Embedding
embeddingsA dense vector that encodes the meaning of a piece of data so similar things land near each other in vector space.
In one line
A dense vector that encodes the meaning of an input so similar things land near each other in vector space.
What it actually means
An embedding is just a fixed-length list of floats (often 384, 768, or 1536 numbers) produced by a model that was trained so that semantically related inputs end up with similar vectors. You can embed words, sentences, full documents, images, or audio — whatever the encoder was trained on. Similarity is usually measured with cosine similarity or dot product. The space itself has no labels; meaning emerges from how the training objective pushed related examples together and unrelated ones apart.
Why it matters
Embeddings are how we make unstructured data searchable, clusterable, and comparable without writing rules. They’re the substrate of every retrieval system, recommendation feed, deduplication pipeline, and semantic search box. If you’re building RAG, your retrieval quality is bounded by how good your embeddings are at separating the things that actually matter for your task.
Example
from sentence_transformers import SentenceTransformer
model = SentenceTransformer("all-MiniLM-L6-v2")
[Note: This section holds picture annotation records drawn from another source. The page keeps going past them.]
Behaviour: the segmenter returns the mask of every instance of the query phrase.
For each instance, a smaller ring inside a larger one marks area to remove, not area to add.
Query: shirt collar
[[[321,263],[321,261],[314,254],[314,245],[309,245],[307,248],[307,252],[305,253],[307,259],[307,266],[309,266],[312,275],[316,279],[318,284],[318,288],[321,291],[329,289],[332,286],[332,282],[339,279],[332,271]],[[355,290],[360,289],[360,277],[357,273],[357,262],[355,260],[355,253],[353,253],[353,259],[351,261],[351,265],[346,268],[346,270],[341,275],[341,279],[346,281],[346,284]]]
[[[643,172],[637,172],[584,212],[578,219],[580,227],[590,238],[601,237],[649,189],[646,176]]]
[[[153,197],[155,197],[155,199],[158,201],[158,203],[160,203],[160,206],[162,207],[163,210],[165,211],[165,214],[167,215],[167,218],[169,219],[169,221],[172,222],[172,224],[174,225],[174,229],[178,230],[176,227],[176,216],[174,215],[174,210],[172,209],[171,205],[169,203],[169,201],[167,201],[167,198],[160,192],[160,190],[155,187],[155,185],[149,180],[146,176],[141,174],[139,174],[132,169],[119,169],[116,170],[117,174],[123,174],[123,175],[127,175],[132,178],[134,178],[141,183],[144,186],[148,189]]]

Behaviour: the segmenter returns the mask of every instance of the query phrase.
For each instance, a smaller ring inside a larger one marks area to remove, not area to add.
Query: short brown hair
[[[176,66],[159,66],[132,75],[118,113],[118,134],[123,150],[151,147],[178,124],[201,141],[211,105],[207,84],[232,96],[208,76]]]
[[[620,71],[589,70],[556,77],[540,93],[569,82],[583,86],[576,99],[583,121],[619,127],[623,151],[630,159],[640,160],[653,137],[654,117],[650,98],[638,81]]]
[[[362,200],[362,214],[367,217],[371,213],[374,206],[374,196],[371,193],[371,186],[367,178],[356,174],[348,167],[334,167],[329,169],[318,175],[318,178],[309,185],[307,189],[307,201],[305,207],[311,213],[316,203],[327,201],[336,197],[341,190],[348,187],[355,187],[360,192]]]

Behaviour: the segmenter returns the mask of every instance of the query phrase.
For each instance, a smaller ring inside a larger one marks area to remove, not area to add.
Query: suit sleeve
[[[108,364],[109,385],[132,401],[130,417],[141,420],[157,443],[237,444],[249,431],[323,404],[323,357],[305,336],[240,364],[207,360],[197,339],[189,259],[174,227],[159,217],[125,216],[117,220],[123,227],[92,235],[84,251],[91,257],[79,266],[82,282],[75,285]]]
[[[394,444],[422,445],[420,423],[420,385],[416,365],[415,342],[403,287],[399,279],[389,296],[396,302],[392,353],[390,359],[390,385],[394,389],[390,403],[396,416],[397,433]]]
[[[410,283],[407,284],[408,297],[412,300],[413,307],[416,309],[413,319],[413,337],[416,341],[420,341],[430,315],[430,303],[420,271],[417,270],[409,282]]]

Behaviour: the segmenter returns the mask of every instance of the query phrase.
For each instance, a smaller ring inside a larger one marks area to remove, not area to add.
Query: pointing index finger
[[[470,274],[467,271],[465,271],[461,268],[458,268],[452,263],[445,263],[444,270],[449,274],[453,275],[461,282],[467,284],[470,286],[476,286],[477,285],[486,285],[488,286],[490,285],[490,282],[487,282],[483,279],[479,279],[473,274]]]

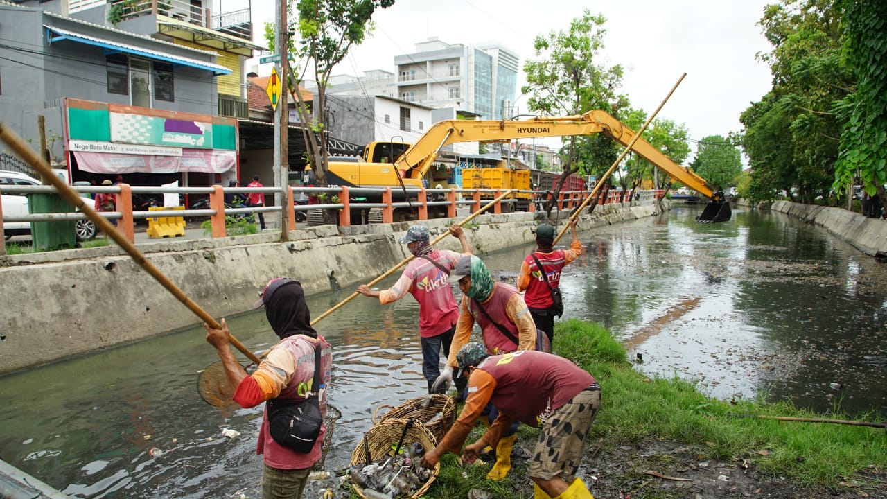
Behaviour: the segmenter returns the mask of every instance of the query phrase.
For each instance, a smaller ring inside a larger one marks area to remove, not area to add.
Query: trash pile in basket
[[[415,442],[395,455],[385,455],[362,468],[351,467],[349,476],[367,499],[410,497],[434,474],[420,463],[424,454],[422,444]]]
[[[420,462],[436,446],[420,422],[387,418],[367,430],[351,454],[351,487],[364,499],[421,497],[437,478],[440,463],[429,470]]]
vecs = model.encode(["a cat on a mat", "a feline on a rug", "a stock market crash"])
# vecs[0] and vecs[1] cosine ~0.85; vecs[0] and vecs[2] cosine ~0.05
You’ll hear it when
- Setting up a vector database for RAG.
- Choosing between OpenAI, Cohere, or open-source embedding models.
- Debugging why retrieval misses obvious matches (“the embedding model can’t tell those apart”).
- Building a deduplication or clustering pipeline.
- Discussing recommendation systems or two-tower retrieval.